I have two dataframes, first one (dt) contains of all chr and second one (TargetWord) is a dictionary contains chr as well. I have used pmatch to search in dt which words are available in the TargetWord and returning the position from TargetWord. It is working fine when dataframes are small. But problem starts when the dataframes are huge, it is returning the word position for only the first column, rest of the columns are becoming NA.
## Data Table
word_1 <- c("conflict","", "resolved", "", "", "")
word_2 <- c("", "one", "tricky", "one", "", "one")
word_3 <- c("thanks","", "", "comments", "par","")
word_4 <- c("thanks","", "", "comments", "par","")
word_5 <- c("", "one", "tricky", "one", "", "one")
dt <- data.frame(word_1, word_2, word_3,word_4, word_5, stringsAsFactors = FALSE)
## Targeted Words
TargetWord <- data.frame(cbind(c("conflict", "thanks", "tricky", "one", "two", "three")))
## convert into matrix (needed)
dt <- as.matrix(dt)
TargetWord <- as.matrix(TargetWord)
result <- `dim<-`(pmatch(dt, TargetWord, duplicates.ok=TRUE), dim(dt))
print(result)
Returning result,
[,1] [,2] [,3] [,4] [,5]
[1,] 1 NA 2 2 NA
[2,] NA 4 NA NA 4
[3,] NA 3 NA NA 3
[4,] NA 4 NA NA 4
[5,] NA NA NA NA NA
[6,] NA 4 NA NA 4
Now after reading two .csv as bellow, result is just for the first column where I want it for all columns like above result. Bellow, dt1 = 79*50 dataframe, and word_dict 13901*1 dataframe.

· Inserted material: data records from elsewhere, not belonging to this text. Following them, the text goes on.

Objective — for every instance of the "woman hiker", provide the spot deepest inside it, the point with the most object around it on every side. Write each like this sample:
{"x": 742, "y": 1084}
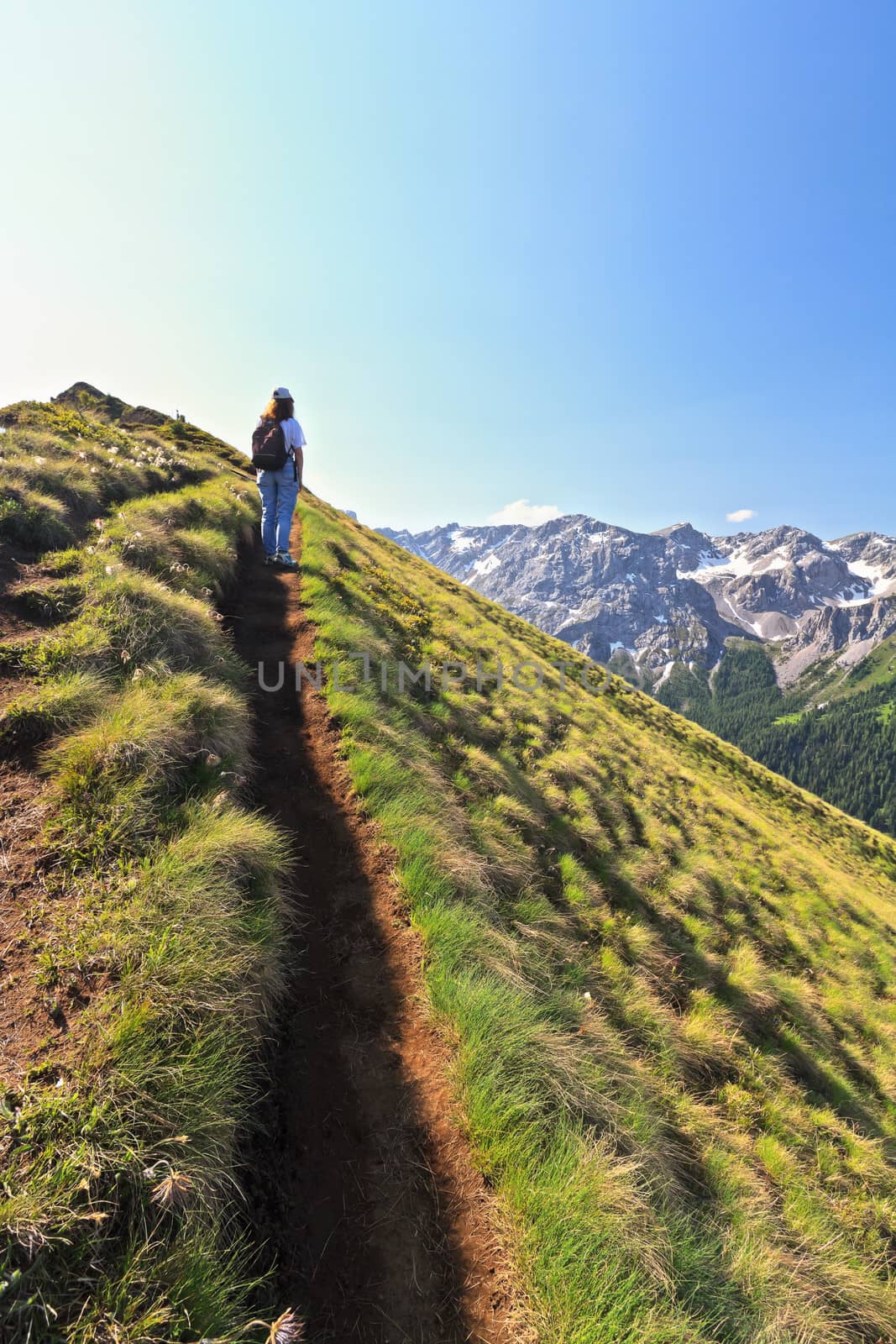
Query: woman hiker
{"x": 277, "y": 454}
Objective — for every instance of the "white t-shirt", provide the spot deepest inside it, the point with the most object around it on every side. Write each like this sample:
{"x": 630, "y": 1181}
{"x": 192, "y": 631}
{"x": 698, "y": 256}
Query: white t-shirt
{"x": 293, "y": 434}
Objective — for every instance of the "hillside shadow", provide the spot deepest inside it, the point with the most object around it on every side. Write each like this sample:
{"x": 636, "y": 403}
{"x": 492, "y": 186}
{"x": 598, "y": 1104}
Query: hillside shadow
{"x": 342, "y": 1176}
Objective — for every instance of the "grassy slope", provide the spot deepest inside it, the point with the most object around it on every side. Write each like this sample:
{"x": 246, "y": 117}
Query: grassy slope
{"x": 669, "y": 974}
{"x": 157, "y": 900}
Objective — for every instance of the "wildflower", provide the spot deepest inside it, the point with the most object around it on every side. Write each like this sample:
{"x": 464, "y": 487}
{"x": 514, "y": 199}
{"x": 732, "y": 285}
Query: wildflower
{"x": 285, "y": 1330}
{"x": 174, "y": 1191}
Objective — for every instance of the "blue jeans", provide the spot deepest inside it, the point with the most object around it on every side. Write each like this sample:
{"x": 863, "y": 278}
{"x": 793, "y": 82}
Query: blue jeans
{"x": 278, "y": 492}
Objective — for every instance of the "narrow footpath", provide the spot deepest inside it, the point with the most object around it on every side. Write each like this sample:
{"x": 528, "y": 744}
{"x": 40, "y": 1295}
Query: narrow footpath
{"x": 383, "y": 1229}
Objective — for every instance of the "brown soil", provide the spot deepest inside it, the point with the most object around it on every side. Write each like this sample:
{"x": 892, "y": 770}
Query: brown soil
{"x": 29, "y": 1028}
{"x": 383, "y": 1229}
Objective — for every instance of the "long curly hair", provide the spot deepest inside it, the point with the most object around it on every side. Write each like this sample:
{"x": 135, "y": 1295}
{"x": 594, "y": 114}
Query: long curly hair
{"x": 280, "y": 409}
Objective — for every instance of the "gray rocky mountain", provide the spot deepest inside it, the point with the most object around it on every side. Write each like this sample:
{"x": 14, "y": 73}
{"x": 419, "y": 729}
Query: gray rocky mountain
{"x": 647, "y": 601}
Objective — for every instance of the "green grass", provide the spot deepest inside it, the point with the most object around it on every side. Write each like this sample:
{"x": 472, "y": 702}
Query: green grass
{"x": 668, "y": 974}
{"x": 157, "y": 927}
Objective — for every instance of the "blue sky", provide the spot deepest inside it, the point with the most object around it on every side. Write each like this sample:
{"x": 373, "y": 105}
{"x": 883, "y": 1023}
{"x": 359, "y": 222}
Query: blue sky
{"x": 629, "y": 260}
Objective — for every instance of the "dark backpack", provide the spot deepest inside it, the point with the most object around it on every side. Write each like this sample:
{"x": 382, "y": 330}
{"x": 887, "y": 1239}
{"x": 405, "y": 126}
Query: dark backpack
{"x": 269, "y": 447}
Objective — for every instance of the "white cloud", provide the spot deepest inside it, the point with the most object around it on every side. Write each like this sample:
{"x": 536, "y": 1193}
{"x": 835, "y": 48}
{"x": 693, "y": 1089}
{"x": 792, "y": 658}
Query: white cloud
{"x": 530, "y": 515}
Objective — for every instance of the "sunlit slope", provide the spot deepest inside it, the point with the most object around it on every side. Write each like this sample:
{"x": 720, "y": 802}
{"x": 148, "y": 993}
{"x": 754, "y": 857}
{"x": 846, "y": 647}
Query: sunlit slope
{"x": 668, "y": 974}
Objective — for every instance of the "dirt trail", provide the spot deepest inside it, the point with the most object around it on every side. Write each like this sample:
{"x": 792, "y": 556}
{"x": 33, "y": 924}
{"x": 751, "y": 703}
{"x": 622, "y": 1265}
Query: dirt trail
{"x": 383, "y": 1229}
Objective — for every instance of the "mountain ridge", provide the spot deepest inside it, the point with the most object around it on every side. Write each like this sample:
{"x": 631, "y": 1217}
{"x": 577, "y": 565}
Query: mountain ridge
{"x": 649, "y": 600}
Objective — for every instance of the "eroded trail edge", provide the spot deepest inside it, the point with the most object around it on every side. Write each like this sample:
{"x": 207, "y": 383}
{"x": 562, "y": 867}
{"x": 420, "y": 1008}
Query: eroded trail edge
{"x": 364, "y": 1184}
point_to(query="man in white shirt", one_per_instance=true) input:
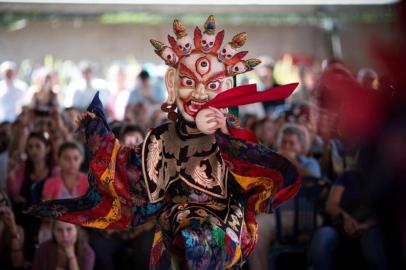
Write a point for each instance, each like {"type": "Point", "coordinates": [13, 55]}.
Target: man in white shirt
{"type": "Point", "coordinates": [12, 92]}
{"type": "Point", "coordinates": [84, 89]}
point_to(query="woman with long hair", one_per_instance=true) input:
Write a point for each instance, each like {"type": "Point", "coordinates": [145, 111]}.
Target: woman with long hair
{"type": "Point", "coordinates": [68, 249]}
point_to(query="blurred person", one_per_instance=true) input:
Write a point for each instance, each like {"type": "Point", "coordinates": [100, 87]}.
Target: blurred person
{"type": "Point", "coordinates": [85, 88]}
{"type": "Point", "coordinates": [25, 183]}
{"type": "Point", "coordinates": [5, 133]}
{"type": "Point", "coordinates": [158, 117]}
{"type": "Point", "coordinates": [11, 237]}
{"type": "Point", "coordinates": [355, 228]}
{"type": "Point", "coordinates": [45, 93]}
{"type": "Point", "coordinates": [290, 144]}
{"type": "Point", "coordinates": [69, 115]}
{"type": "Point", "coordinates": [132, 135]}
{"type": "Point", "coordinates": [12, 92]}
{"type": "Point", "coordinates": [307, 84]}
{"type": "Point", "coordinates": [69, 182]}
{"type": "Point", "coordinates": [248, 121]}
{"type": "Point", "coordinates": [368, 78]}
{"type": "Point", "coordinates": [144, 92]}
{"type": "Point", "coordinates": [120, 89]}
{"type": "Point", "coordinates": [266, 81]}
{"type": "Point", "coordinates": [68, 249]}
{"type": "Point", "coordinates": [138, 114]}
{"type": "Point", "coordinates": [266, 131]}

#################### on big data #####################################
dt1 <- read.csv("C:/Users/Wonderland/Downloads/string_feature.csv", stringsAsFactors = FALSE)
word_dict <- read.csv("C:/Users/Wonderland/Downloads/word_dict.csv", stringsAsFactors = FALSE)
dt1 <- as.matrix(dt1)
word_dict <- as.matrix(word_dict)
result <- `dim<-`(pmatch(dt1, word_dict, duplicates.ok=TRUE), dim(dt1))
print(result)